Aan de orde is daarom slechts de vraag of de beslissing waartegen beklag is ingediend in strijd is met een wettelijk voorschrift dan wel zodanig onredelijk of onbillijk is dat er een spoedeisend belang is om thans over te gaan tot schorsing van de
(verdere) tenuitvoerlegging van die beslissing. Naar het oordeel van de voorzitter is dat niet het geval. Uit de inlichtingen van de directeur, waaronder het selectieadvies van de p.i.
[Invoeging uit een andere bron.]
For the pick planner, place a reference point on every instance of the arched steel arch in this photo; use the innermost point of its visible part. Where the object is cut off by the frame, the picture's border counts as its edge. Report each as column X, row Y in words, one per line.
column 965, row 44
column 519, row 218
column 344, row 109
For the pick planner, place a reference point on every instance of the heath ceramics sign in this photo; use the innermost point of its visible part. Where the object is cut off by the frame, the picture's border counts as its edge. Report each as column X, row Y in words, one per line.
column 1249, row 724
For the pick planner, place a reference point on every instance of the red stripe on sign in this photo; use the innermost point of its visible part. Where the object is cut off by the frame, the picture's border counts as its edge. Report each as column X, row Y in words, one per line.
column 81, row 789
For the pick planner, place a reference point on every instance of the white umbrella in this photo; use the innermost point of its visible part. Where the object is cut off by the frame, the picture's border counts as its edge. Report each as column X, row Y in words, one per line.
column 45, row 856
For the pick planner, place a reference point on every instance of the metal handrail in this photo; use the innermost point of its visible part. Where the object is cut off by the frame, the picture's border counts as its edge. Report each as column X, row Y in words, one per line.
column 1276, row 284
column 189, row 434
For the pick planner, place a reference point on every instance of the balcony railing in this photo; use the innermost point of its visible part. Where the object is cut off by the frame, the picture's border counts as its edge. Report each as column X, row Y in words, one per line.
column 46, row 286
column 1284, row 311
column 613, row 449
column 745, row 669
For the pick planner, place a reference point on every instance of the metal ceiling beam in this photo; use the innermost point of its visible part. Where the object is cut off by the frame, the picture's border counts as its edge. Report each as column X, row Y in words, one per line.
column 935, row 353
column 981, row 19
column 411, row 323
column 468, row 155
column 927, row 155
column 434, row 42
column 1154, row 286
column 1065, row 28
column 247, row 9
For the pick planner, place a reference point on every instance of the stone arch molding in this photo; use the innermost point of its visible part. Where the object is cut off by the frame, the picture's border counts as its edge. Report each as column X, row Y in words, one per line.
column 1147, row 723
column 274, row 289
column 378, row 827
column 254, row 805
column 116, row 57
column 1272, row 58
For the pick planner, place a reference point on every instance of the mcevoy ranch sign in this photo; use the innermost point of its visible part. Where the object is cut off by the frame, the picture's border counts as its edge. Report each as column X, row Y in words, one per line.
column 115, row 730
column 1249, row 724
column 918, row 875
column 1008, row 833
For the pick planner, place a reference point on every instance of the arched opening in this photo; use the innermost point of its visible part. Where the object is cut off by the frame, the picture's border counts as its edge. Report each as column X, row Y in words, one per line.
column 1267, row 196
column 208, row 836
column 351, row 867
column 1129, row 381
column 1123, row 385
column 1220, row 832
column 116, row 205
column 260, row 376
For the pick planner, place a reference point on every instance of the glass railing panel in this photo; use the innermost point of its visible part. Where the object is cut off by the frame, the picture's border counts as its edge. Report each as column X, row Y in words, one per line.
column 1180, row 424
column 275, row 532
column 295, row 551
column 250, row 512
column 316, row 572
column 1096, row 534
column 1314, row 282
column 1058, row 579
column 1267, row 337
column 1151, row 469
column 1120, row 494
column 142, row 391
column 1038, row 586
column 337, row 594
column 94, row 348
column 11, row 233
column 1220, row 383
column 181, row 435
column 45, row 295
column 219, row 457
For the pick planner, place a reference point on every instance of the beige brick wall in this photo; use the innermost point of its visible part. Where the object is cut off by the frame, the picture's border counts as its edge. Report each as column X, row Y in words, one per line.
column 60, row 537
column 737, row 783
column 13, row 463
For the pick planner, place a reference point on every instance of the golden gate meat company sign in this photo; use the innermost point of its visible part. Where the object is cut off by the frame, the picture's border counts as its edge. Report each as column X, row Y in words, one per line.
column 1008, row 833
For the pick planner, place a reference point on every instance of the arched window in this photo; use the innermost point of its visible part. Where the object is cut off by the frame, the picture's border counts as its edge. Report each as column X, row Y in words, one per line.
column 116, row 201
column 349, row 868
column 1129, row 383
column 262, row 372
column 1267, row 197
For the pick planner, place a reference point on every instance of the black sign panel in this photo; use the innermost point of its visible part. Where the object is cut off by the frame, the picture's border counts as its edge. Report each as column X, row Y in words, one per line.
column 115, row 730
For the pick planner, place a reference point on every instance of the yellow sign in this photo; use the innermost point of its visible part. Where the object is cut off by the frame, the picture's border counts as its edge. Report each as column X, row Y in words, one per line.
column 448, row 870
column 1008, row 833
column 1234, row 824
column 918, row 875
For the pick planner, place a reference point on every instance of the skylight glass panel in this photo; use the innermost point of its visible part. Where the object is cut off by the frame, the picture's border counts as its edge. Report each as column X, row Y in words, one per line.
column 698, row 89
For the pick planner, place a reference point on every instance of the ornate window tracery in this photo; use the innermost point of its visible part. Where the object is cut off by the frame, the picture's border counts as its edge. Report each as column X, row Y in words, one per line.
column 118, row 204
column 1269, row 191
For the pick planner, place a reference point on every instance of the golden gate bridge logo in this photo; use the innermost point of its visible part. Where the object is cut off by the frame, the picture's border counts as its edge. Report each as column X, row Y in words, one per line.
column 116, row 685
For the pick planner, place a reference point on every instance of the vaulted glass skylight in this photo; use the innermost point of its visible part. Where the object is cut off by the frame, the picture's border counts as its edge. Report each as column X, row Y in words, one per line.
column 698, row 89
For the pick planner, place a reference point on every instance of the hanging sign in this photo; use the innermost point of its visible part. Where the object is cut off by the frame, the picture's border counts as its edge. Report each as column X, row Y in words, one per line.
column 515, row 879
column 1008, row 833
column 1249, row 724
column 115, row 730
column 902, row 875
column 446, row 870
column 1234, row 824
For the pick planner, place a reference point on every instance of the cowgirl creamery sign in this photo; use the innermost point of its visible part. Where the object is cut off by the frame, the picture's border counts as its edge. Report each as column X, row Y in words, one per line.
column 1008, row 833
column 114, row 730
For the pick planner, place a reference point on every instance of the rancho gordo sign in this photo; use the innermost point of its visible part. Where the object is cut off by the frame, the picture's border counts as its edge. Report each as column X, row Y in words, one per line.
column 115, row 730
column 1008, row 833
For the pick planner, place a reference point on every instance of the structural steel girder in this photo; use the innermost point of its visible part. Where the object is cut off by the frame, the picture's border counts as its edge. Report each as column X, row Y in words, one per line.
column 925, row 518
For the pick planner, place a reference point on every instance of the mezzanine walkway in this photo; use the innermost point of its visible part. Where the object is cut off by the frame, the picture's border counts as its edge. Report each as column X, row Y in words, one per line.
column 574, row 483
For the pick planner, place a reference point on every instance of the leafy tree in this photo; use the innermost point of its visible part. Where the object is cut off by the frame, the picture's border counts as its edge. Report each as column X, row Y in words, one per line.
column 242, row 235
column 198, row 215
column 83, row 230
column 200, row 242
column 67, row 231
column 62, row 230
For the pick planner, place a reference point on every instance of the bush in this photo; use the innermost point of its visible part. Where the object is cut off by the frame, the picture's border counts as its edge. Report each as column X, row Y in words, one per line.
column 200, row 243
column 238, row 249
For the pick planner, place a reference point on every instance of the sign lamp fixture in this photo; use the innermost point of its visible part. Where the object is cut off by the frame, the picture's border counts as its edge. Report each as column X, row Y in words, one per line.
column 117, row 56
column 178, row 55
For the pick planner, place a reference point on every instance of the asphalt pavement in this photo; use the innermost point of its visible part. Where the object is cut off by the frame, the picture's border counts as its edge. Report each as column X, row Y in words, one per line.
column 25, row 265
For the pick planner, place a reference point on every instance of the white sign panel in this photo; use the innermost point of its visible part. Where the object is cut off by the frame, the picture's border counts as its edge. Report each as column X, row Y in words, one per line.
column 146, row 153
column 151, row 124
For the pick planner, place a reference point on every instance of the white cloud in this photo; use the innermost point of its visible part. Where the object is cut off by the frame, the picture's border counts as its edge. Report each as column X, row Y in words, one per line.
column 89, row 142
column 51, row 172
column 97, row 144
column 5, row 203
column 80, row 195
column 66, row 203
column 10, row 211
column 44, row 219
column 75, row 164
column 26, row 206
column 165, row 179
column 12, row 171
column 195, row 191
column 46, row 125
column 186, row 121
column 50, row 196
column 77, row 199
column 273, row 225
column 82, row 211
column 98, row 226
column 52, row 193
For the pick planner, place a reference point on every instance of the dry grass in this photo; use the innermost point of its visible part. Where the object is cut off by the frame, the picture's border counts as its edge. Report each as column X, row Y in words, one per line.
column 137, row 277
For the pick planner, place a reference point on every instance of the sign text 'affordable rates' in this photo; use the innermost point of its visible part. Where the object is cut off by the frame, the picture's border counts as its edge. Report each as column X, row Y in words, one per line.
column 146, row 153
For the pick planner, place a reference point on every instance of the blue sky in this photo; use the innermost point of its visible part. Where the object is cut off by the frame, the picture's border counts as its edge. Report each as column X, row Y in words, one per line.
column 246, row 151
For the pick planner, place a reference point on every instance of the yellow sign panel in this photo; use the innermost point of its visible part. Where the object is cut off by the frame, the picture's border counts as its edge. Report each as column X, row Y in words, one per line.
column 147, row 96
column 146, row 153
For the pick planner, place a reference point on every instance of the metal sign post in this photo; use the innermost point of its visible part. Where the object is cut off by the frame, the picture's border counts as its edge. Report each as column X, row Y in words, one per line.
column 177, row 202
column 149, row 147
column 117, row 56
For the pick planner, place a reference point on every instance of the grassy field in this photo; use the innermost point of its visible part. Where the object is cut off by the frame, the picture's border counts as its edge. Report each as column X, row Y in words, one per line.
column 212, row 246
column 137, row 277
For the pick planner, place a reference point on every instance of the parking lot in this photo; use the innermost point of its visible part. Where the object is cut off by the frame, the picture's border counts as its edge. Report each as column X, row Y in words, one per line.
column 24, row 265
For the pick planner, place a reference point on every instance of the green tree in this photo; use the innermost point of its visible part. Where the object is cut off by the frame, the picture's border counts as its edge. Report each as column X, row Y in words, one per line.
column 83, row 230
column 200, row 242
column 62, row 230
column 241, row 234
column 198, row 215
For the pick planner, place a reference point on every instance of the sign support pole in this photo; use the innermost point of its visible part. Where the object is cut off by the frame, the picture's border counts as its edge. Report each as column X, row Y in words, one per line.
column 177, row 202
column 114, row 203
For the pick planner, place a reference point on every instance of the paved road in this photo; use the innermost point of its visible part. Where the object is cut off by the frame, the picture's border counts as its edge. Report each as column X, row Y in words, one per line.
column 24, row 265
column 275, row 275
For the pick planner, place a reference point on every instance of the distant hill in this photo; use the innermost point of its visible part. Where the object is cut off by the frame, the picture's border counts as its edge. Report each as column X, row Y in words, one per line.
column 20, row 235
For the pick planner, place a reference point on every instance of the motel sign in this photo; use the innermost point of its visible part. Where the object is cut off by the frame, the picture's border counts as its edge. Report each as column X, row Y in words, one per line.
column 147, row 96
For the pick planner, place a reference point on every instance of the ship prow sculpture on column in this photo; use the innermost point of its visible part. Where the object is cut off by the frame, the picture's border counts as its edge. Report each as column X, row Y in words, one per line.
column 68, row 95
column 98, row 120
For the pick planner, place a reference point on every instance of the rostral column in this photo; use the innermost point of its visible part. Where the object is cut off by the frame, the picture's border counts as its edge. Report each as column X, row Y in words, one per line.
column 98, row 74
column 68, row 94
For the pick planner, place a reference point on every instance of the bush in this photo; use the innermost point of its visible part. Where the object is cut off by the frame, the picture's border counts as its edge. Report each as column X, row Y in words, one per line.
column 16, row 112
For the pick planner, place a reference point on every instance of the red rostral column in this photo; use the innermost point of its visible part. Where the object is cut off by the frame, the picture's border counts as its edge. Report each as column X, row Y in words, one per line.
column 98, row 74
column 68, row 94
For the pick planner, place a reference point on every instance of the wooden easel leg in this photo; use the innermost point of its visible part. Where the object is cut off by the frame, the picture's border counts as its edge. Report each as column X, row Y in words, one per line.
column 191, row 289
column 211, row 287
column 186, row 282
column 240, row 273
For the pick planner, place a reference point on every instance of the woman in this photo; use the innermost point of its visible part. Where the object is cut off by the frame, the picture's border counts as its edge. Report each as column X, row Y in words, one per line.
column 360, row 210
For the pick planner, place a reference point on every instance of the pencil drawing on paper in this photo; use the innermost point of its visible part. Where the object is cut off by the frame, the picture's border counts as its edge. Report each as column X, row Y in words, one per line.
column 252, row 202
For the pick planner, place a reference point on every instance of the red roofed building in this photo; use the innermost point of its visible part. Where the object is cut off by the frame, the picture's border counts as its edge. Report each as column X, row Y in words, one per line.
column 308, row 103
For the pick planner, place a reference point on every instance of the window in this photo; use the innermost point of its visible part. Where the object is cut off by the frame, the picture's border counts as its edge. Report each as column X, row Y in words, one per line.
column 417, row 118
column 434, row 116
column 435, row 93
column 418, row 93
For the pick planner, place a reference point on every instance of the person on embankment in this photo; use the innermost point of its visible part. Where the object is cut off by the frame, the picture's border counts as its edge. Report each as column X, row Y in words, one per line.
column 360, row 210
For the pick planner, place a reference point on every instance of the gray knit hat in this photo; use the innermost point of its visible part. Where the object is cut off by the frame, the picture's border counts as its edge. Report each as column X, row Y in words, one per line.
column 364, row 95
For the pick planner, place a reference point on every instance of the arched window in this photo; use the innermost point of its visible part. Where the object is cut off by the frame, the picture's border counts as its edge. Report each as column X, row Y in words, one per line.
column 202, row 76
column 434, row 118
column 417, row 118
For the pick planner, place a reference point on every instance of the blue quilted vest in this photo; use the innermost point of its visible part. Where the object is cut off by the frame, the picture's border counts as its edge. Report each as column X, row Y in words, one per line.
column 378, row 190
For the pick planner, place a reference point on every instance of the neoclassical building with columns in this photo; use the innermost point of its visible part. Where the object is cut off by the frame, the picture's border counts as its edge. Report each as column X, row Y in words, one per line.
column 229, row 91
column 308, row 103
Amsterdam
Over-Amstel van 5 maart 2014 wordt begrepen, wordt voldoende aannemelijk dat verzoeker naar aanleiding van buitensporig geweld jegens personeelsleden is overgeplaatst naar Unit 7 in Vught. Gelet op dat incident is – naar het voorlopig oordeel van de
voorzitter – de beslissing van de directeur om verzoekers gedrag in de inrichting enige tijd te beoordelen alvorens toestemming te verlenen voor BZT niet onbegrijpelijk en kan deze ook niet als onredelijk of onbillijk worden aangemerkt. Het verzoek
zal
daarom worden afgewezen.
De omstandigheid dat verzoeker eerder, in een andere inrichting, wel BZT heeft gehad, maakt dit (voorlopig) oordeel niet anders.
2. De uitspraak
De voorzitter wijst het verzoek af.
Aldus gedaan door mr. R.W. van Zuijlen, voorzitter, in tegenwoordigheid van mr. H.M.J.D. Maes, secretaris, op 9 april 2014.